Don't forget George Harrison's "Wonderwall" music; his work with Ravi Shankar on "Tana Mana" is a very effective fusion of East and West. 
http://amzn.com/B0000000IE
Of course, there are the EMI Yehudi Menhuin collaborations with Ravi Shankar, "East Meets West." 
http://amzn.com/B00002CF0J
The Shankar/Harrison CD "Chants" is very good as well.
http://amzn.com/B000002SMC
Have I forgotten anything? Probably. The out-of-print soundtrack LP never on CD, "Raga," is available as a DVD now...
http://amzn.com/B0042MFQ92


----------



## millionrainbows

Apple Films finally released this on DVD. It's the story of Ravi Shankar, from his origins as a dancer to his role as musical ambassador of India, bringing this wonderful music to the world. Great camera work, sound, and editing, especially for a film this old. Includes Ravi going back to see his music guru, then almost 100 years old, whom Shankar still admired yet dreaded; footage from the Monterey Pop film, which shows the late Alla Rakha drumming with child-like joy; a sitar lesson given to George Harrison; and a performance with Yehudi Menuhin, which is priceless. Shankar always emphasizes the extreme years of discipline and dedication required to achieve proficiency in Indian music, every bit as difficult, if not moreso, than our Western classical music.


----------



## millionrainbows

This is a good starting point. As I mentioned earlier, Mark Levinson did the original recording and subsequent remastering on one of his modified and upgraded reel-to-reel tape machines. The results sound even better than the original vinyl release.
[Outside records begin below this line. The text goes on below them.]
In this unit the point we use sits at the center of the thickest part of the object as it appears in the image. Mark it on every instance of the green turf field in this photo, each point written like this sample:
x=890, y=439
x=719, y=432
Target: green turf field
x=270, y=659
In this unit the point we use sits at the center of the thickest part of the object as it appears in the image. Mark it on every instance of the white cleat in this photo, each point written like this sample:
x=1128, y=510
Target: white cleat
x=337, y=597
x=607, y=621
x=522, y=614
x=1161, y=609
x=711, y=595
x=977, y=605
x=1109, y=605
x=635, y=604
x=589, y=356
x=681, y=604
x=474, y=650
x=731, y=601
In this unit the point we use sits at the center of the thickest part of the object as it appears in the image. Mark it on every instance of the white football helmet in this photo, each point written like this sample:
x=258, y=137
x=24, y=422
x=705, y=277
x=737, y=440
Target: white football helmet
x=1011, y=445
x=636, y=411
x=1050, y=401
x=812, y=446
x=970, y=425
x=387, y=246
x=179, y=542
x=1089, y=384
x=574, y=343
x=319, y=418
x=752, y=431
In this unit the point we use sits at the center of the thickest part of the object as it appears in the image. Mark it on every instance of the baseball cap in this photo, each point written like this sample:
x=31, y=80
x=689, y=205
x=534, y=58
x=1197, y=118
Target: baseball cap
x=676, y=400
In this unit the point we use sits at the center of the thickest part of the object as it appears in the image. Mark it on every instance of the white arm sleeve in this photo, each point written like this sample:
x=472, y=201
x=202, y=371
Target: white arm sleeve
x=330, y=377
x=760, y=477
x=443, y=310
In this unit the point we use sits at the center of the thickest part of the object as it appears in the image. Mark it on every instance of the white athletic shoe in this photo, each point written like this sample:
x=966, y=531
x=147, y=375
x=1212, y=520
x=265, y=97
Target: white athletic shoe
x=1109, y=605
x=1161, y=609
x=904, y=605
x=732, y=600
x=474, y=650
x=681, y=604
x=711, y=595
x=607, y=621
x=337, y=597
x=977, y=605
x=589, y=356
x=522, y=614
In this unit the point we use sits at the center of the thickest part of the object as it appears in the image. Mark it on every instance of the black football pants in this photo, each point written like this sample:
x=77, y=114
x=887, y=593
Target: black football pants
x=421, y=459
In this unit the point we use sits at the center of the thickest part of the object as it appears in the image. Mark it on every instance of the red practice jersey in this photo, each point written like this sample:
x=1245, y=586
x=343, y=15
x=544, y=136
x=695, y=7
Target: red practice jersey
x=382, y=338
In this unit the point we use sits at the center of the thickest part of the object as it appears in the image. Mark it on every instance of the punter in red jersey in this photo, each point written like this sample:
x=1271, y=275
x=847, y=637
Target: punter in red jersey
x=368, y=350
The sarod, which is the instrument Ali Akbar Khan plays, is a short-bodied lute-like string instrument, with a banjo-like goatskin body, and a fretless stainless steel fingerboard which is played by sliding the tips of the fingers, with fingernails, over the strings.

Ali Akbar Khan started a music school in Los Angeles back in the late 1960s; this was where Robbie Krieger (studying sitar), John Densmore (studying tabla) and Ray Manzarek met, later adding Jim Morrison and forming The Doors. Listening to the Doors' long epic track "The End," later used by Francis Ford Coppolla in "Apocalypse Now," the Indian raga influence is apparent.


----------



## indianschoolofmusic

Fantastic information on the basics and fundamental of *Indian Classical Music*. Valuable Resource for all the music lovers.


----------



## drpraetorus

I am fond of Indian music. I prefer the live performance. The interchange and communication between the main performer and tabla is fascinating. However, check out the tambura player. They seem to be in some kind of trance.


----------



## davidsannderson

I love Indian classical music, of both types. What a culture! Oh, and the drumming!


----------